Why bother with the Arts and Humanities?
There are a number of calls for arts and humanities education emerging from the popular press and famous novellists. Un journaliste dans le pays des deux solitudes : A Challenge to the Social Sciences and Humanities by Graham Fraser of the Toronto Star is an interesting example because he cites a similar call by his father in the 50s. Does anything change?
See also an essay based on Atwood’s 2004 Kesterton Lecture at Carleton. She reviews her two “science fiction” novels, The Handmaid’s Tale and Oryx and Crake. At the end she concludes aon the importance of an arts education over technology training.

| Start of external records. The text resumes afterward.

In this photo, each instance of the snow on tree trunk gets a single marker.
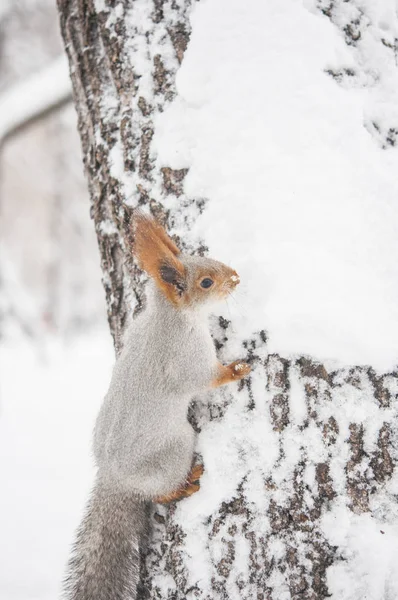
(300, 460)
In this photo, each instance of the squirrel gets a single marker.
(143, 442)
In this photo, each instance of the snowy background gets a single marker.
(55, 348)
(287, 114)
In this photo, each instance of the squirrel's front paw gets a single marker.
(239, 369)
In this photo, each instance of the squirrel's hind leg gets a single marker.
(233, 372)
(191, 487)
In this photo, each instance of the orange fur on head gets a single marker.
(157, 255)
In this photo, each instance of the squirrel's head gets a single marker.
(186, 281)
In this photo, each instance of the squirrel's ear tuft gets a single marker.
(157, 255)
(174, 277)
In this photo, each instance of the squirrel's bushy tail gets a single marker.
(105, 560)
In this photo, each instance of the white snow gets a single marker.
(302, 196)
(31, 97)
(47, 411)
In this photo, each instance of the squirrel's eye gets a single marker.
(206, 283)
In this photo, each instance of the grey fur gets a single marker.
(143, 443)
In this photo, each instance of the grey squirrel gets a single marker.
(143, 443)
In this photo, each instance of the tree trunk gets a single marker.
(268, 540)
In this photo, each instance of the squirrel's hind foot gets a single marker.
(191, 487)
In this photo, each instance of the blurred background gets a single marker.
(49, 270)
(55, 349)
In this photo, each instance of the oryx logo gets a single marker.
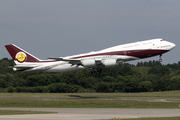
(21, 56)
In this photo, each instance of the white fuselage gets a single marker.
(120, 53)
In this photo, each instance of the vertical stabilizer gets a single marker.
(19, 55)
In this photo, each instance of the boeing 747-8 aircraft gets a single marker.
(94, 60)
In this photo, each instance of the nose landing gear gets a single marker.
(160, 60)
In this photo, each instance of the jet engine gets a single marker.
(88, 62)
(109, 62)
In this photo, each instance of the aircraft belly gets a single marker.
(65, 68)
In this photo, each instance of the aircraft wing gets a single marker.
(71, 61)
(87, 62)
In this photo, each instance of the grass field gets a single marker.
(90, 101)
(167, 118)
(16, 112)
(167, 94)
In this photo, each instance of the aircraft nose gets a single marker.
(172, 45)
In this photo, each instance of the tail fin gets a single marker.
(19, 55)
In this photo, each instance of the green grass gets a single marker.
(16, 112)
(167, 118)
(167, 94)
(90, 101)
(87, 103)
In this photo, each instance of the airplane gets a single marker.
(94, 61)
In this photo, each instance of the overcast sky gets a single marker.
(58, 28)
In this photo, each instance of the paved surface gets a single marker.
(90, 113)
(120, 98)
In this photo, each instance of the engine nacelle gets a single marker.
(109, 62)
(88, 62)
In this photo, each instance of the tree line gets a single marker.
(142, 77)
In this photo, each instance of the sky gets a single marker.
(59, 28)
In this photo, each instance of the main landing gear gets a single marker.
(96, 71)
(160, 60)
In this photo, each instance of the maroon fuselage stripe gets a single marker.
(133, 53)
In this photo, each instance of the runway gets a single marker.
(90, 113)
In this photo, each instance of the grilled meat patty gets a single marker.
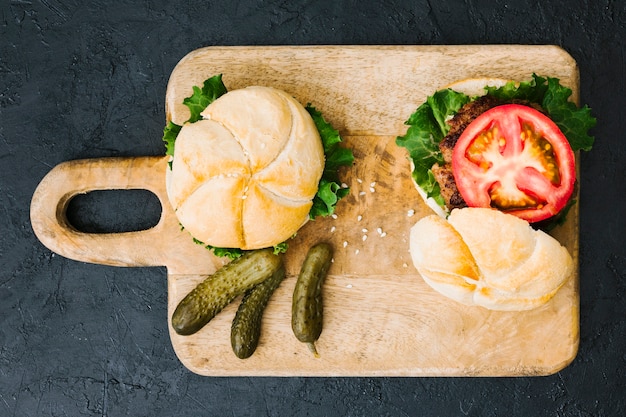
(466, 114)
(443, 173)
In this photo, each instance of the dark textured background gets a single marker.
(84, 79)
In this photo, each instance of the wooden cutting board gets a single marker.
(380, 317)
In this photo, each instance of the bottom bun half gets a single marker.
(488, 258)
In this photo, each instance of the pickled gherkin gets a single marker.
(218, 290)
(307, 308)
(246, 328)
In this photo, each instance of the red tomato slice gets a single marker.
(514, 158)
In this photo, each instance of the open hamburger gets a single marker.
(502, 144)
(496, 161)
(250, 167)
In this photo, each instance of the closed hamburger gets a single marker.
(246, 170)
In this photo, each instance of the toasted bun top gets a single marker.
(245, 175)
(481, 256)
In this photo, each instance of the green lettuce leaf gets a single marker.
(427, 126)
(212, 89)
(329, 191)
(573, 121)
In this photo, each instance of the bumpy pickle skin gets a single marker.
(246, 328)
(307, 306)
(217, 291)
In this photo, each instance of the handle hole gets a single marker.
(114, 211)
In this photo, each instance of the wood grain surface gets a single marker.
(380, 317)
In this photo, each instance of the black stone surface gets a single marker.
(85, 79)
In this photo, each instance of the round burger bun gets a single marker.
(484, 257)
(245, 175)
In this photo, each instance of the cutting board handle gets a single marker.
(66, 180)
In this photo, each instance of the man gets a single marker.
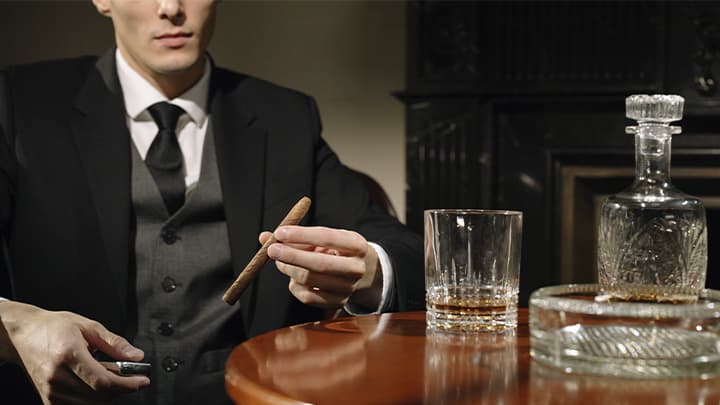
(111, 252)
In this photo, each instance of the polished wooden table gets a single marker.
(392, 359)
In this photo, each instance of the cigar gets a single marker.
(293, 217)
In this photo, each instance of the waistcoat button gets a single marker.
(166, 329)
(168, 284)
(170, 364)
(169, 236)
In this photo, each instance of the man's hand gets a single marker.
(327, 267)
(55, 348)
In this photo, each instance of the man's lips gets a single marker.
(174, 40)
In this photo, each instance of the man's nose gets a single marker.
(170, 8)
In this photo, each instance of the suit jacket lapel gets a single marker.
(241, 154)
(103, 143)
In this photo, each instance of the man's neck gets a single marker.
(171, 84)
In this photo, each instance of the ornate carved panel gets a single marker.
(522, 47)
(449, 158)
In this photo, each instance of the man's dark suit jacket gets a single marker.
(66, 214)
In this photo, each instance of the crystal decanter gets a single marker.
(652, 239)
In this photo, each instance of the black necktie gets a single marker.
(164, 158)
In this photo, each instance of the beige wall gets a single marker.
(348, 54)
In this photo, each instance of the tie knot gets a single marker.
(165, 115)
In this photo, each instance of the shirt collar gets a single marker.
(139, 94)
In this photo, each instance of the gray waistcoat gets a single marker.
(183, 267)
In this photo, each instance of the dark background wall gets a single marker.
(520, 105)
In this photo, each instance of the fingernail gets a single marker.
(133, 352)
(281, 233)
(275, 250)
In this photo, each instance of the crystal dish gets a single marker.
(574, 327)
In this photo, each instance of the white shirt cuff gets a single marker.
(388, 284)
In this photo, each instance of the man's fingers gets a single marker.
(338, 285)
(316, 297)
(111, 344)
(346, 242)
(266, 235)
(323, 263)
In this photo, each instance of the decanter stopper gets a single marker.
(660, 108)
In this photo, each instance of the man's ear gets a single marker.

“An educational system that teaches us only about our tools – the How To of them, their creation, their maintenance – and not about their function as facilitators of our desires, is, in essence, no more than a school of toaster repair. You can be the best toaster repair person in the world, but you will cease to have a job if toast is no longer a desirable food item on the human breakfast menu. ‘The Arts’ – as we’ve come to term them – are not a frill. They are the heart of the matter, because they are about our hearts, and our technological inventiveness is generated by our emotions, not by our minds. A society without the arts would have broken its mirror and cut out its heart. It would no longer be what we now recognize as human.” (The Globe and Mail, Jan. 24, 2004, A19, Final paragraph, collumn E or 5)
My sense is that the HSSFC and SSHRC are mounting a deliberate campaign to enroll public persons to call for more investment in the arts and humanities (and social sciences.)